Land bereitet sich vor
Enorme Hilfsbereitschaft: Noch kommen die meisten Flüchtlinge in Bayern privat unter
8.3.2022, 17:02 UhrEs ist nur ein Vorgeschmack. Von etwa 20 000 Menschen wissen die Behörden, die vor der russischen Invasion aus der Ukraine nach Bayern geflüchtet sind. Doch Innenminister Joachim Herrmann (CSU) rechnet damit, dass sich ihre Zahl bald verfünffachen dürfte. Darauf will sich Bayern vorbereiten. Doch das ist leichter gesagt als getan.
Falscher Impfstoff
Dass nur etwa ein Drittel der Ankommenden gegen das Corona-Virus geimpft ist, und davon die meisten mit einem nicht in Deutschland zugelassenen Präparat, ist nur eines der vielen Probleme. Bayerns Gesundheitsminister Klaus Holetschek verspricht, die Flüchtenden könnten sich jederzeit testen und impfen lassen. Die Impfzentren etwa seien darauf eingerichtet.
Zwar wird die Bundesrepublik die in der Ukraine verimpften Vakzine auch weiterhin nicht anerkennen. Doch wer dort bereits geimpft wurde und sich hier mit einem mRNA-Impfstoff nochmals spritzen lässt, bekommt laut Holetschek den Status eines Geboosterten. Auch beim Testen sieht der CSU-Politiker keine Probleme. Eigene Teststraßen für die Geflüchteten seien nicht nötig, sagt er. Denkbar sei, dass mobile Testteams später zu den Aufnahmeeinrichtungen kommen könnten.
Große Bereitschaft
Bislang sind dort nur wenige ukrainische Familien untergebracht. Allein in Bayern leben und arbeiten weit über 30 000 Ukrainer. Bayerns Innenminister Joachim Herrmann beobachtet "eine große Aufnahmebereitschaft unter ihnen". Tatsächlich sind bisher die meisten Geflüchteten privat untergekommen. Von den ersten 10 000 Eingereisten - aktuellere Zahlen fehlen - mussten nur 2000 in staatliche Unterkünfte. 8000 aber kamen privat unter.
Für Herrmann spielt auch eine Rolle, dass fast ausschließlich Mütter mit Kindern und Jugendlichen aus der Ukraine geflohen sind.
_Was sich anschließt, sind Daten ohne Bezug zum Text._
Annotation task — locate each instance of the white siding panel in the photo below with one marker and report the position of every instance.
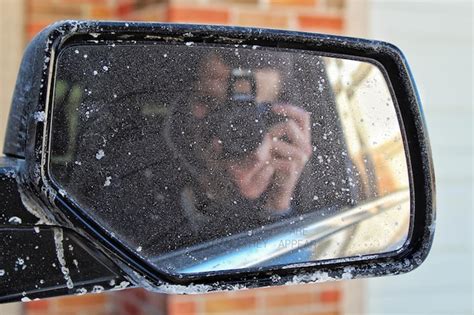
(436, 37)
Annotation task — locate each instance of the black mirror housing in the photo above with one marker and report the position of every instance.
(27, 148)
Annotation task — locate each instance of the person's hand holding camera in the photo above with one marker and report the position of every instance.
(276, 165)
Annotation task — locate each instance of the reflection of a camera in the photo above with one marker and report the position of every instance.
(241, 123)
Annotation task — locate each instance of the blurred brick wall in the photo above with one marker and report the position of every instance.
(309, 15)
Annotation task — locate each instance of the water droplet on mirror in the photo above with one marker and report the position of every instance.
(14, 220)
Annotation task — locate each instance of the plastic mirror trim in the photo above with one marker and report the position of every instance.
(34, 145)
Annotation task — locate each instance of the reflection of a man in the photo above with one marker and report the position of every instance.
(269, 169)
(180, 176)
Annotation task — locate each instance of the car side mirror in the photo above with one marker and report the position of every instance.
(194, 158)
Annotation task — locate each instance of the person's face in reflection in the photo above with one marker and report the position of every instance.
(276, 164)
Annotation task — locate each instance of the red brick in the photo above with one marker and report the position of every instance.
(80, 301)
(37, 306)
(290, 299)
(321, 22)
(182, 308)
(197, 15)
(262, 19)
(294, 3)
(232, 304)
(330, 296)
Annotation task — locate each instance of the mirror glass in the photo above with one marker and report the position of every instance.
(204, 158)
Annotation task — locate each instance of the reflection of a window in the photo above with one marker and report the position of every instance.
(374, 142)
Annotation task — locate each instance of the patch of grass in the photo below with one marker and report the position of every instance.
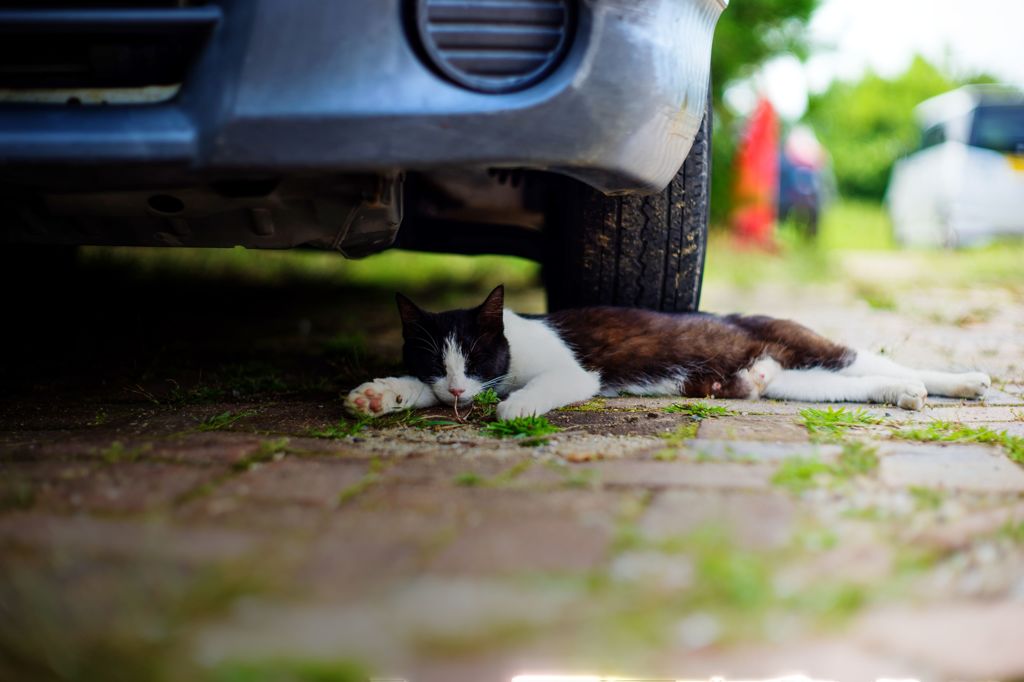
(926, 498)
(266, 452)
(942, 431)
(117, 452)
(468, 479)
(681, 433)
(529, 430)
(667, 455)
(486, 400)
(697, 411)
(798, 474)
(223, 420)
(288, 670)
(876, 297)
(834, 423)
(857, 459)
(345, 428)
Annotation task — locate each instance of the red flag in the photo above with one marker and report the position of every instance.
(757, 177)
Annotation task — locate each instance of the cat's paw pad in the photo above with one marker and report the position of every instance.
(762, 373)
(971, 385)
(514, 407)
(374, 398)
(909, 394)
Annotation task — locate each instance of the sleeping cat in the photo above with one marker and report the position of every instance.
(539, 363)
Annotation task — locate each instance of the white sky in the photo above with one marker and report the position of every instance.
(849, 36)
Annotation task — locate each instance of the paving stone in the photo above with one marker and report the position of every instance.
(645, 473)
(126, 486)
(754, 520)
(833, 658)
(955, 467)
(315, 481)
(647, 422)
(963, 641)
(962, 531)
(505, 531)
(137, 539)
(771, 429)
(448, 468)
(385, 628)
(758, 451)
(215, 448)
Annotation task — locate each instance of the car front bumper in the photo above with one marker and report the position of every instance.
(311, 86)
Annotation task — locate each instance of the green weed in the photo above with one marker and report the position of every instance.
(117, 452)
(697, 411)
(953, 432)
(223, 420)
(833, 423)
(288, 670)
(798, 474)
(681, 433)
(468, 479)
(486, 400)
(530, 430)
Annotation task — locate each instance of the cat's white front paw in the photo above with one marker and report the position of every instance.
(375, 398)
(516, 406)
(760, 375)
(908, 394)
(970, 385)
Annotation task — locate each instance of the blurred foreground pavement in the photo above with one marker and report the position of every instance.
(181, 499)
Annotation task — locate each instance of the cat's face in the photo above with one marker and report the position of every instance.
(458, 353)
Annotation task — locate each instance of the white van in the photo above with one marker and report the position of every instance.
(966, 183)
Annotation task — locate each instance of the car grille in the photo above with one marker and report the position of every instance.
(114, 44)
(495, 45)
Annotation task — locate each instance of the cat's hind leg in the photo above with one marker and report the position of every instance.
(819, 385)
(381, 396)
(950, 384)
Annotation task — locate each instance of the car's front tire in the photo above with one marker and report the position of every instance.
(645, 252)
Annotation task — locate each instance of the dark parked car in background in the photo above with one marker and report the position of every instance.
(576, 132)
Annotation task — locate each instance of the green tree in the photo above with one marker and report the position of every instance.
(749, 33)
(867, 125)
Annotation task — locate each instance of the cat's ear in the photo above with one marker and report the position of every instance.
(489, 312)
(409, 311)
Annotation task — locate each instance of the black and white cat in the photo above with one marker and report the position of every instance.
(537, 364)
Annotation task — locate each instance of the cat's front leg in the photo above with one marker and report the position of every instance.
(550, 390)
(381, 396)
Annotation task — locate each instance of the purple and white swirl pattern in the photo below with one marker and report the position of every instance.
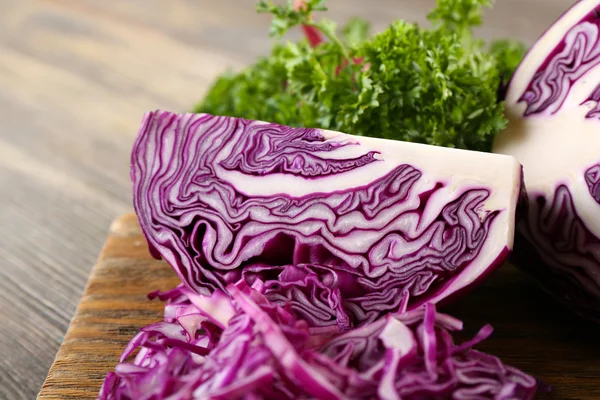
(339, 257)
(576, 55)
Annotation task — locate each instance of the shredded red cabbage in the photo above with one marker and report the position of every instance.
(247, 347)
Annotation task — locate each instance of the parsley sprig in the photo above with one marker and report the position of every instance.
(437, 86)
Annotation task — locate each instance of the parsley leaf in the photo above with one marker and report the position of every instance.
(437, 86)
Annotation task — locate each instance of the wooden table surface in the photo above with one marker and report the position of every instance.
(75, 78)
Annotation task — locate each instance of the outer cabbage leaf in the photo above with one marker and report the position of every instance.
(344, 228)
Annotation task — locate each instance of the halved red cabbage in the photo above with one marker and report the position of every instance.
(264, 352)
(554, 131)
(343, 228)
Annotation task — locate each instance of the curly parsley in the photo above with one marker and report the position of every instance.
(437, 86)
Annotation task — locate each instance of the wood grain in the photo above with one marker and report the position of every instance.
(530, 332)
(76, 77)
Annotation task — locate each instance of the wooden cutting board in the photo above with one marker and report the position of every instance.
(531, 332)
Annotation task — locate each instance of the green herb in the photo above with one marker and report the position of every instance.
(437, 86)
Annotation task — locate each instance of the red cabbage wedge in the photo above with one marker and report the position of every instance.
(552, 103)
(343, 228)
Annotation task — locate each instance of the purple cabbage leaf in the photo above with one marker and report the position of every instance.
(242, 346)
(552, 104)
(341, 228)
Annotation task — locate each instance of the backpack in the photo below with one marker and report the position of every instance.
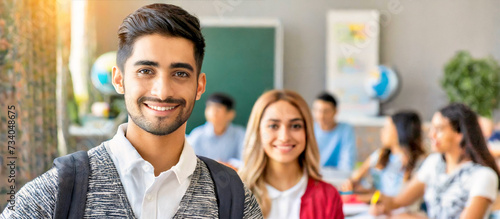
(73, 171)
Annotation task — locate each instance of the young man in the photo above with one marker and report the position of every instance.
(336, 141)
(147, 170)
(218, 138)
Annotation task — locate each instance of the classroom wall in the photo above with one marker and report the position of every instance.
(417, 40)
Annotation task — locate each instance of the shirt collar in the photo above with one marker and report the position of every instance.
(274, 193)
(128, 157)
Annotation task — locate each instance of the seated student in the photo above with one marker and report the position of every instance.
(461, 180)
(218, 138)
(391, 166)
(336, 141)
(281, 160)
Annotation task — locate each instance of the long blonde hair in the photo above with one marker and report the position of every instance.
(254, 157)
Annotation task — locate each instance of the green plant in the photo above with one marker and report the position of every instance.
(475, 82)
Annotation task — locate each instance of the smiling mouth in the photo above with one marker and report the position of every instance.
(161, 108)
(284, 148)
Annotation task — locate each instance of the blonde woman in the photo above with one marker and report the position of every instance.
(281, 160)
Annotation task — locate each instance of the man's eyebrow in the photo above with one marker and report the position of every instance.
(146, 62)
(182, 65)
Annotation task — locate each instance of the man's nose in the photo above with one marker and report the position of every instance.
(161, 88)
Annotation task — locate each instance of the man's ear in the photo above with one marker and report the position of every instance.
(117, 80)
(202, 82)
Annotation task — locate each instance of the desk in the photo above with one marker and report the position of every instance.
(360, 211)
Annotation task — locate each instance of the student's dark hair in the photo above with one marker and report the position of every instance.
(325, 96)
(463, 120)
(163, 19)
(409, 128)
(223, 99)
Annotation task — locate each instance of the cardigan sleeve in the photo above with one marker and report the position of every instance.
(36, 199)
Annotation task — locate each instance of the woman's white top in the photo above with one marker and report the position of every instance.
(286, 204)
(447, 194)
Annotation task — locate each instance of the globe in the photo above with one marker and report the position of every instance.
(101, 73)
(382, 83)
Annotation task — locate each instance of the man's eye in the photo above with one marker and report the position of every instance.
(145, 71)
(181, 74)
(273, 126)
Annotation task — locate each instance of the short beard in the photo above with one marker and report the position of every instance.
(154, 127)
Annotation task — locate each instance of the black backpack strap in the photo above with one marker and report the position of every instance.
(228, 188)
(73, 172)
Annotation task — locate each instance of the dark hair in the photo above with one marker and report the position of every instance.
(409, 128)
(223, 99)
(463, 120)
(325, 96)
(164, 19)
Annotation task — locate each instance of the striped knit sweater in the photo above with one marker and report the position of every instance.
(106, 197)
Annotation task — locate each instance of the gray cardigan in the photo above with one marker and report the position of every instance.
(106, 196)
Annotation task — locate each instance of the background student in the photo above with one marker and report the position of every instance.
(281, 160)
(336, 141)
(461, 179)
(391, 166)
(147, 170)
(218, 138)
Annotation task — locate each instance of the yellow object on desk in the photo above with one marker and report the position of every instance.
(375, 197)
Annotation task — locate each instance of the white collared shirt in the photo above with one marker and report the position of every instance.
(286, 204)
(150, 196)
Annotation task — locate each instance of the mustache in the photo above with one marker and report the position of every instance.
(171, 100)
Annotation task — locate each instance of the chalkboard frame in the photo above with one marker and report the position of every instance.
(264, 25)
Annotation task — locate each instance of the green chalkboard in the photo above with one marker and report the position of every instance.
(239, 61)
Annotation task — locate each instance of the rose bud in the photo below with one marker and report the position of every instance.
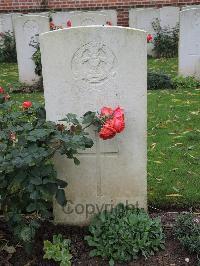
(109, 23)
(69, 23)
(1, 90)
(106, 111)
(149, 38)
(107, 132)
(118, 124)
(6, 97)
(13, 136)
(27, 104)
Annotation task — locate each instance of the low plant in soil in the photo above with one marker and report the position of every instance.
(58, 250)
(124, 234)
(187, 230)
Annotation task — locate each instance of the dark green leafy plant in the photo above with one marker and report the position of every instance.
(124, 234)
(28, 180)
(157, 81)
(36, 57)
(185, 83)
(8, 52)
(58, 250)
(165, 40)
(187, 230)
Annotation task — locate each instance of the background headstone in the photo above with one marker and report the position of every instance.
(85, 18)
(27, 28)
(189, 6)
(142, 18)
(6, 23)
(189, 43)
(99, 66)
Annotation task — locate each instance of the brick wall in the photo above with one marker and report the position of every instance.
(122, 6)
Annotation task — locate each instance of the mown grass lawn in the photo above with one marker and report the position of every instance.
(173, 138)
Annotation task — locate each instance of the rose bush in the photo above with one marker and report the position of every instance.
(28, 180)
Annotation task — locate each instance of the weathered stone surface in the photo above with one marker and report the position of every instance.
(27, 29)
(99, 66)
(142, 18)
(189, 43)
(85, 18)
(6, 23)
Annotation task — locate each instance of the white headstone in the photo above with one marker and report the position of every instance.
(99, 66)
(85, 18)
(6, 23)
(169, 16)
(142, 18)
(27, 30)
(190, 6)
(189, 43)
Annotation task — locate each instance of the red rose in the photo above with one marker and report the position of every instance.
(52, 25)
(107, 131)
(13, 136)
(109, 23)
(119, 113)
(69, 23)
(27, 104)
(1, 90)
(118, 124)
(6, 97)
(149, 38)
(106, 111)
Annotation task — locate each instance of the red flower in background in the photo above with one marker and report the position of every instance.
(69, 23)
(109, 23)
(27, 104)
(2, 90)
(52, 25)
(149, 38)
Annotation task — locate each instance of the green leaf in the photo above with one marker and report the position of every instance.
(60, 197)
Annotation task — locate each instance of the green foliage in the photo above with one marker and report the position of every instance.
(187, 230)
(124, 234)
(36, 57)
(58, 250)
(165, 40)
(156, 81)
(28, 180)
(7, 47)
(180, 82)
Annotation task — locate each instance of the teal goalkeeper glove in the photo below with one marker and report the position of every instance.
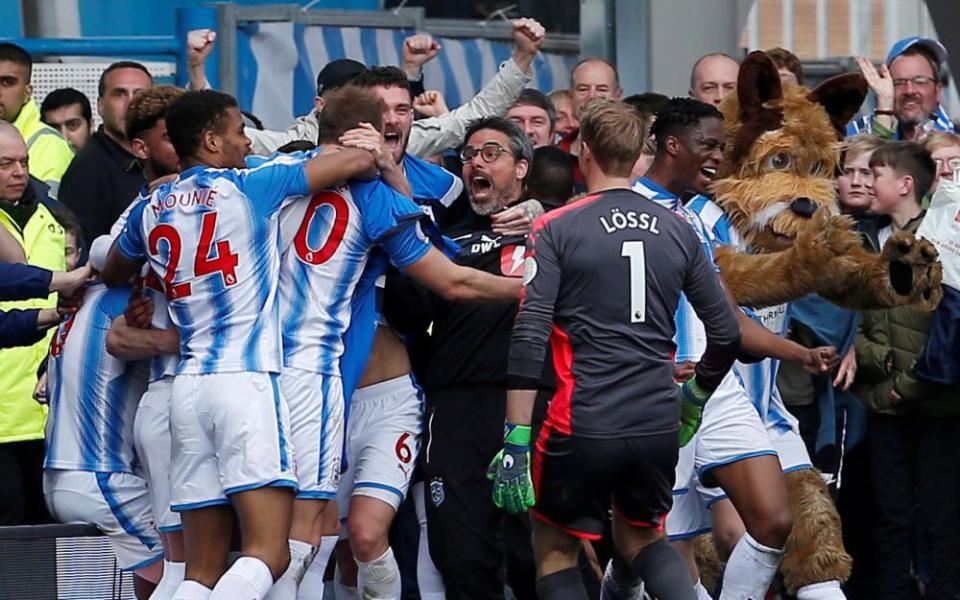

Männer ab 18 und bis 60 dürfen derzeit nicht ausreisen; sie müssen ihr Land verteidigen. "Wir erleben bei diesen Flüchtlingen eine andere Akzeptanz in der Bevölkerung", sagt der CSU-Politiker, wenn er die Situation mit 2015 vergleiche. Damals waren vor allem junge Männer vor den Kriegen im arabischen Raum nach Deutschland geflohen. Allerdings rechnen Fachleute wie etwa das Flüchtlingswerk der UN damit, dass diesmal eine beispiellose Fluchtbewegung einsetzen werde, wie es sie seit dem zweiten Weltkrieg nicht gegeben hat.
Bekannter Schlüssel
Bayerns Innenminister Joachim Herrmann geht dennoch davon aus, dass sich alles in geregelten Bahnen abspielen wird. Er rechnet damit, dass sich die europäische Union auf einen Verteilungsmechanismus verständigen wird, ebenso die Bundesrepublik, die in solchen Fällen den so genannten Königsteiner Schlüssel anwenden kann. Er regelt eigentlich, zu welchen Teilen die Bundesländer an gemeinsamen Finanzprojekten beteiligt werden, lässt sich aber auch entsprechend anwenden, wenn etwa Flüchtende übers Land verteilt werden müssen.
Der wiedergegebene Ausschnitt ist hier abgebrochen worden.